Ja, dem unübersichtlichen neuen Design von wer-weiss-was sei dank. Ich schaff es ja nicht mal, direkt zu deinem letzten Beitrag zu gelangen. Der Link aus der Mail führt mich nicht hin, und per Suchfunktion geht auch nicht, weil sich die Seite erst nach und nach aufbaut. Stinknormales HTML ist ja heutzutage zu uncool, es müssen immer irgendwelche Skript-Spielereien sein, die das Ganze verschlimmbessern. Wie findest du die Stelle, an der wir grade dran sind?

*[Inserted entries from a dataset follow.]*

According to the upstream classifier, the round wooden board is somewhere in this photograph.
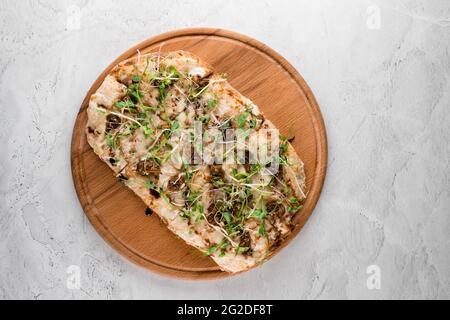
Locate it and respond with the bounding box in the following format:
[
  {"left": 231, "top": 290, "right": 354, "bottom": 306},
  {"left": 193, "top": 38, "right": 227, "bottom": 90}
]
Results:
[{"left": 71, "top": 28, "right": 327, "bottom": 279}]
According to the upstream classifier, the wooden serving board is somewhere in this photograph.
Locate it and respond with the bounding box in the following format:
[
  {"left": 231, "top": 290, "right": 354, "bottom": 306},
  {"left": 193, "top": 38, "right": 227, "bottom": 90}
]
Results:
[{"left": 71, "top": 28, "right": 327, "bottom": 279}]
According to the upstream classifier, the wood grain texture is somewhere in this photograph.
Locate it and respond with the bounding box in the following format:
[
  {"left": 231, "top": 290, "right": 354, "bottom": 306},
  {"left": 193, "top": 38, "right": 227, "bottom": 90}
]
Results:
[{"left": 71, "top": 28, "right": 327, "bottom": 279}]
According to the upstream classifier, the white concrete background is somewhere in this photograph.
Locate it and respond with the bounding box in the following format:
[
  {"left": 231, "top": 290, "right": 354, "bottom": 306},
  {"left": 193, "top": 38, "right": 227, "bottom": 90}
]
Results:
[{"left": 0, "top": 0, "right": 450, "bottom": 299}]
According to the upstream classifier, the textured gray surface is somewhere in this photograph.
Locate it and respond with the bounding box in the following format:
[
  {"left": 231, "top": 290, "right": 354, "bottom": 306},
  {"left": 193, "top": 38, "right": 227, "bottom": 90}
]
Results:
[{"left": 0, "top": 0, "right": 450, "bottom": 299}]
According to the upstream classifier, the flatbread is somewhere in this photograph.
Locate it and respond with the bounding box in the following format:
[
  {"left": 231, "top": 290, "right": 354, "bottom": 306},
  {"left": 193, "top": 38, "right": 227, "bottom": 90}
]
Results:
[{"left": 86, "top": 51, "right": 306, "bottom": 273}]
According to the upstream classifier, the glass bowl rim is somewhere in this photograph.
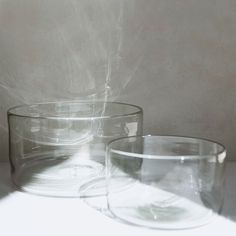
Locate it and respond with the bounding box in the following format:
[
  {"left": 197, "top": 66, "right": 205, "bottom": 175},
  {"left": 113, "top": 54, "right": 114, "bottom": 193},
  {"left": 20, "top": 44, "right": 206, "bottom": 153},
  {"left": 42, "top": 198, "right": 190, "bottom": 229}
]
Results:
[
  {"left": 7, "top": 101, "right": 143, "bottom": 120},
  {"left": 107, "top": 134, "right": 226, "bottom": 162}
]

Ich denke, da kommt die unterschiedliche Bedürfnisstruktur zum Tragen: Frauen haben ja gern jemand zum Reden, über Männer und Beziehungen und Psychologie usw., und das können sie gut mit den Schwulen. Männer aber wollen lieber vögeln, und das können sie ja mit den Lesben nicht. Insofern können sie vielleicht mit denen „locker umgehen“, aber wozu sollten sie? Die sind ihnen schlicht egal.
Vielleicht sollten wir zwei mal einen Porno zusammen gucken. Stichwort DVD-Abend.